Evren Alici, M.D., Ph.D., director of the Gene and Cell Therapy Center at Karolinka Institutet in Sweden and a visiting research professor at the NSU Cell Therapy Institute, which will soon be housed in the Center for Collaborative Research. His research is focused on developing treatments for blood and bone marrow cancer patients with multiple myeloma using natural killer (NK) tumor cell interactions for therapeutic potential in cancers and infectious disease. Alici’s research team has developed a method where they heat and shake donated blood with a chemical component, which expands the number of white blood cells and makes them more aggressively attack the tumor. He has published numerous related articles and holds patents in large-scale expansion of primary human NK cells.

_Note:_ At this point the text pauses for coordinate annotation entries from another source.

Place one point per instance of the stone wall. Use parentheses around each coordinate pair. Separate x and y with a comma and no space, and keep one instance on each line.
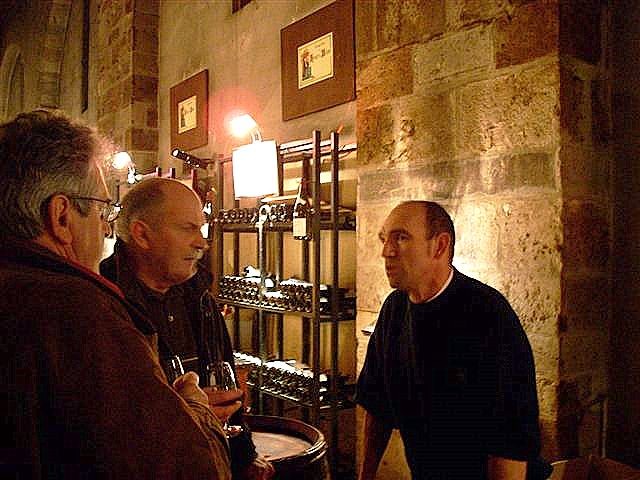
(487,108)
(127,87)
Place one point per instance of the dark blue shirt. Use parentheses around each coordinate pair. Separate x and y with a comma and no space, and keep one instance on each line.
(456,376)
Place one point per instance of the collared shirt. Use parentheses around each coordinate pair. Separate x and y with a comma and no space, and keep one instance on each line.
(169,315)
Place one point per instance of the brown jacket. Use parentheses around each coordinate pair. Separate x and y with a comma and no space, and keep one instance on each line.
(81,392)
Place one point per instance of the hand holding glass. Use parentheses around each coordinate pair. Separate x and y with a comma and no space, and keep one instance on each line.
(173,368)
(221,377)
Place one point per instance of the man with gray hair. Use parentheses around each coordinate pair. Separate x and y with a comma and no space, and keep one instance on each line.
(82,393)
(156,264)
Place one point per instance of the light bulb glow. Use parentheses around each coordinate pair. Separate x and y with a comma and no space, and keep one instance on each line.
(255,169)
(242,125)
(121,161)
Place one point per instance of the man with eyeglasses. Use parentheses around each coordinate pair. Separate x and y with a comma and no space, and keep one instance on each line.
(82,393)
(156,263)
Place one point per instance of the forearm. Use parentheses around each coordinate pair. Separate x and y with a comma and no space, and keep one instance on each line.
(376,437)
(506,469)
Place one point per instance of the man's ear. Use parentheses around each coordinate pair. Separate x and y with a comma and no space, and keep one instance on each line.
(139,232)
(58,219)
(443,243)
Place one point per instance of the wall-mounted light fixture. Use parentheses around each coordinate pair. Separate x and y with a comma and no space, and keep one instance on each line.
(255,165)
(189,159)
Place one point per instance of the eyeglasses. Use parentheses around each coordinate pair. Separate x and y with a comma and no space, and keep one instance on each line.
(109,212)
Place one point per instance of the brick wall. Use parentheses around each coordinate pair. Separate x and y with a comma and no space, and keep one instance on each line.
(489,107)
(128,77)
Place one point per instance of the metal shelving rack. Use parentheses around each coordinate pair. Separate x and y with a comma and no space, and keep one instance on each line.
(311,154)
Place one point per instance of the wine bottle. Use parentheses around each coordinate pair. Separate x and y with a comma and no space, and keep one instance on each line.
(301,214)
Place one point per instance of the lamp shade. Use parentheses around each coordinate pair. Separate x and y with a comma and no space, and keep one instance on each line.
(255,169)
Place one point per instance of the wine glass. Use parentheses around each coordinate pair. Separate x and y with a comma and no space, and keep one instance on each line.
(221,377)
(173,368)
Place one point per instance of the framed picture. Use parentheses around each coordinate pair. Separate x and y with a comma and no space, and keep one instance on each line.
(318,60)
(189,112)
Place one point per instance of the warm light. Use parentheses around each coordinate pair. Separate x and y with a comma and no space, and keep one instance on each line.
(121,161)
(255,169)
(244,125)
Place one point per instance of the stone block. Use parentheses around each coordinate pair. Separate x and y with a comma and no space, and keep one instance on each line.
(59,17)
(146,21)
(372,284)
(384,77)
(580,34)
(145,64)
(587,234)
(516,171)
(374,130)
(151,7)
(400,22)
(546,393)
(466,12)
(451,55)
(585,304)
(435,181)
(142,139)
(422,129)
(145,40)
(583,353)
(145,88)
(365,29)
(144,161)
(575,116)
(601,112)
(519,110)
(476,235)
(529,33)
(584,171)
(534,296)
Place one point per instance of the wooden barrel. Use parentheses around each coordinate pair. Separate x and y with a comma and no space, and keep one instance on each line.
(296,450)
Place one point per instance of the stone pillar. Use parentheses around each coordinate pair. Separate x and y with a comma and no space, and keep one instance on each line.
(128,77)
(467,103)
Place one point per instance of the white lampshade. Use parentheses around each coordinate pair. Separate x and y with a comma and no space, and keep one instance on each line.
(255,169)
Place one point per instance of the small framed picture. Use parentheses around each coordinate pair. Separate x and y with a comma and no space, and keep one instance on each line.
(189,112)
(318,60)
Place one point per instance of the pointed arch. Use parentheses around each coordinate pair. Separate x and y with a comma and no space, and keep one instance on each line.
(51,60)
(10,66)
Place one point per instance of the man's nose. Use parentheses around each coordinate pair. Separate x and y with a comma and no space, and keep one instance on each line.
(200,242)
(107,228)
(388,249)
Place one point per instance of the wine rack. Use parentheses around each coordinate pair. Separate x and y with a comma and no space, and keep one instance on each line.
(291,295)
(271,296)
(291,380)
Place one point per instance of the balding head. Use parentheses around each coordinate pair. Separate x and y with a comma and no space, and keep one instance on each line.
(147,201)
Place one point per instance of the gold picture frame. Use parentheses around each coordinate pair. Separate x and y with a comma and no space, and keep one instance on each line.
(189,112)
(318,60)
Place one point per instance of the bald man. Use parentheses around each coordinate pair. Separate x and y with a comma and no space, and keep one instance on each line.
(156,264)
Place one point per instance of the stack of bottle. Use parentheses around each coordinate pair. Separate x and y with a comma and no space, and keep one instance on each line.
(291,295)
(279,214)
(237,215)
(246,288)
(285,378)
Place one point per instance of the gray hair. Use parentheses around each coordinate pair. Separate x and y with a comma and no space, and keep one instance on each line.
(145,201)
(44,153)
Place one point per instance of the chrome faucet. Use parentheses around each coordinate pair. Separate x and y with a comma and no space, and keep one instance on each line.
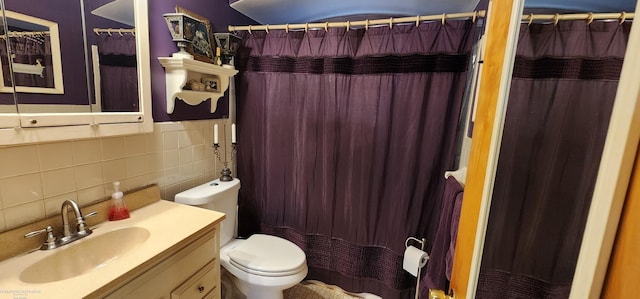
(64,211)
(68,235)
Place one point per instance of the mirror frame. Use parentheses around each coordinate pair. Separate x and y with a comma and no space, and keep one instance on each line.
(24,128)
(58,85)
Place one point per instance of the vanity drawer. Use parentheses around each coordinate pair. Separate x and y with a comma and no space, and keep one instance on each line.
(203,284)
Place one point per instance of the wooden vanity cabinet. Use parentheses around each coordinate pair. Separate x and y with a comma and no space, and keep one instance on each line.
(191,272)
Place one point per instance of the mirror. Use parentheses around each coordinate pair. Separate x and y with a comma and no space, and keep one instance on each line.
(34,54)
(78,113)
(95,51)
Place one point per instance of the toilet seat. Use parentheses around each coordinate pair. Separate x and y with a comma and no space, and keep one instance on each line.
(267,255)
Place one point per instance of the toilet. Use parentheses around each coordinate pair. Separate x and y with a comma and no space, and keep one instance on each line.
(262,266)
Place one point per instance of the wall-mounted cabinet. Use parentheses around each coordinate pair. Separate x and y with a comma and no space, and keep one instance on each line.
(194,81)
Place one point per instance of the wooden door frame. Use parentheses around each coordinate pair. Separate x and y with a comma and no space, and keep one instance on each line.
(501,33)
(613,176)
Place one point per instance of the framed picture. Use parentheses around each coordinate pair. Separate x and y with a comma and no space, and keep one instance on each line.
(211,84)
(202,47)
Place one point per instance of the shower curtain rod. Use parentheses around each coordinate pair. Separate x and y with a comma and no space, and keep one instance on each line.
(113,30)
(622,16)
(27,33)
(365,23)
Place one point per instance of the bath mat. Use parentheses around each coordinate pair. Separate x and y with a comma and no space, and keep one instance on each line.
(311,289)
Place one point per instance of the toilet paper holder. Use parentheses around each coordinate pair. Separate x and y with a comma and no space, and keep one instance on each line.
(420,241)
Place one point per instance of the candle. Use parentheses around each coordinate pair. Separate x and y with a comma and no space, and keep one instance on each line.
(215,134)
(233,133)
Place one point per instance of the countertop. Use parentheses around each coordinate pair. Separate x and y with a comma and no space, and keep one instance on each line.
(172,226)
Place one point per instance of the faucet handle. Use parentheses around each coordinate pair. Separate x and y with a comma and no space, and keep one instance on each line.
(51,239)
(91,214)
(82,226)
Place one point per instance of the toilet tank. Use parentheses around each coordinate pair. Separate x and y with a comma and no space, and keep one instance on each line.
(218,196)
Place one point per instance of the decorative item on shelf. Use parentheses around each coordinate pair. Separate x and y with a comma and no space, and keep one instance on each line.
(196,85)
(228,44)
(201,46)
(182,28)
(225,174)
(217,60)
(211,84)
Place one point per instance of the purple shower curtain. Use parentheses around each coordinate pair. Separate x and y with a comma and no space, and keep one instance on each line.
(562,92)
(118,72)
(344,136)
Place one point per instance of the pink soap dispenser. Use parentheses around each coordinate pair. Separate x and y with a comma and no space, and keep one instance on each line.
(118,209)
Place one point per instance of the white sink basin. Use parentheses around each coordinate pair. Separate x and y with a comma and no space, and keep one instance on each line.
(86,254)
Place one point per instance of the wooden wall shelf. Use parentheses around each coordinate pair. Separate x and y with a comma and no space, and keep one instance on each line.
(179,71)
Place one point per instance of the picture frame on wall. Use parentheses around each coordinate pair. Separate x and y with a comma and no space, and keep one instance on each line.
(201,47)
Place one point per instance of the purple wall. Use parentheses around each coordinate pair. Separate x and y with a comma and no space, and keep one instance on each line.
(221,15)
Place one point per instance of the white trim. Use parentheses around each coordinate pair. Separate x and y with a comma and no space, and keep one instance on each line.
(613,177)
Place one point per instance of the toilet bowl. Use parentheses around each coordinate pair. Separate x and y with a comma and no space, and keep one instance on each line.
(263,266)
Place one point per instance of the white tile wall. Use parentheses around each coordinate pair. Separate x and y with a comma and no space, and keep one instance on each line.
(36,179)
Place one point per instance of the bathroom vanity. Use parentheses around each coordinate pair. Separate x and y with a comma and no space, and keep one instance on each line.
(164,250)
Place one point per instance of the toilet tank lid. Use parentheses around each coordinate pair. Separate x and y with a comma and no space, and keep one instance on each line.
(206,192)
(268,254)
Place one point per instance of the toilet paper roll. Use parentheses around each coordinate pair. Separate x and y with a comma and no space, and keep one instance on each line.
(414,259)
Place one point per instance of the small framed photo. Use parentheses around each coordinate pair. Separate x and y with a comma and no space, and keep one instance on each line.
(211,84)
(201,47)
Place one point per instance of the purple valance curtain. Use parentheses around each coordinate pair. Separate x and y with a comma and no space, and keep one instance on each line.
(562,93)
(118,72)
(344,136)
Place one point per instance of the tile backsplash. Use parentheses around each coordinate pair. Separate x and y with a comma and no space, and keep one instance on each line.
(36,179)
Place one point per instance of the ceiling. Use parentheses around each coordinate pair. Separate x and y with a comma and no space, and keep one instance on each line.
(303,11)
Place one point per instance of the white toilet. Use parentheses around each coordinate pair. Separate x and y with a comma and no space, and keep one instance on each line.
(263,266)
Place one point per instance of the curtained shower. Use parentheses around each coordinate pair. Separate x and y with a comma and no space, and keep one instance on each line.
(344,136)
(562,92)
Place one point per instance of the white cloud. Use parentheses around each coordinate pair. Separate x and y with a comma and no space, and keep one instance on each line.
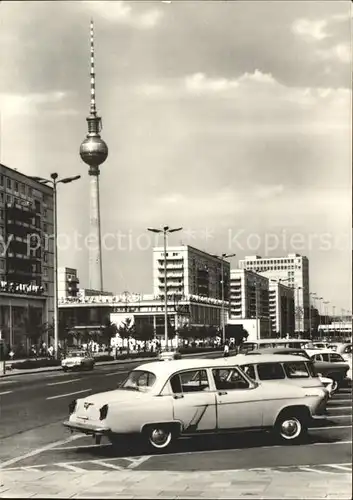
(341,52)
(122,12)
(198,82)
(25,104)
(310,30)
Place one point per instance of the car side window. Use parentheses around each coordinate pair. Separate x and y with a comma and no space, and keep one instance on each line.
(296,370)
(270,371)
(336,358)
(249,370)
(228,379)
(190,381)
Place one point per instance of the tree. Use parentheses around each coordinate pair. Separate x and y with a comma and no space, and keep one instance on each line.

Alici received his M.D. degree from Ege University, Faculty of Medicine, Ismir Turkey, and his Ph.D. in Hematology from the Karolinska Institutet in Stockholm, Sweden. He did post-doctoral research as a molecular biologist at Karolinska University Hospital, Huddinge. He is vice president of the Swedish Society of Gene and Cell Therapy, and a member of the European Group for Blood and Marrow Transplantation, the Nordic Blood and Marrow Transplantation Society, the American Society of Hematology, and the European Society of Gene and Cell Therapy.